NAGANO, Japan - During the eruption of Mt. Ontake on Saturday, many climbers who managed to take shelter in mountain lodges near the summit survived.

Japan has 110 active volcanoes. While many climbers and tourists climb these volcanic mountains, many of them have no mountain lodges that can be used in emergencies. What measures should be taken to protect climbers in the event of a sudden eruption?

'Roofs' prove crucial

At the time Mt. Ontake erupted on Saturday, a 42-year-old climber from Nagoya was taking a break with 18 fellow climbers near the Ninoike pond located on the north side of the summit.

Seeing billowing smoke rising, he thought rocks would come flying toward them.
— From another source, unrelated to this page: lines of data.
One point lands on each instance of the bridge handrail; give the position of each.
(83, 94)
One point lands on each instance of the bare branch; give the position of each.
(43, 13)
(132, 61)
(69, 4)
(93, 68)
He rushed to a mountain lodge about 20 meters away.

By the time all the members of his group reached the mountain lodge, rocks could be heard hitting the roof, and they saw big splashes in the Ninoike pond. "If we hadn't had any place to escape, we could have been hit by the rocks and lost our lives," he said.

After the volcano blew its top, the fate of climbers depended on whether they managed to reach mountain lodges or shelter beneath the eaves of shrines.

On Mt. Ontake, there are 16 mountain lodges and unmanned shelters, which have been used as shelters from severe snowstorms and in other situations.

However, many of the mountain lodges are built of wood so they are unable to withstand ash deposits. At a mountain lodge near the peak of Mt. Ontake, falling stones crashed through roofs and windows, with smoke entering the building.

On the mountain, there are no reinforced concrete shelters, with walls measuring several tens of centimeters thick, designed to withstand ash deposits in the wake of an eruption.

"No injuries had been caused by previous eruptions, so we didn't think it was necessary to build such shelters," an official at the Otaki village office in Nagano Prefecture said.

"We've equipped mountain lodges with helmets and walkie-talkies [for use] in the event of a sudden eruption. However, it would have been possible to reduce injuries if there had been reinforced shelters and other facilities," said an official at the Kiso town office in the prefecture.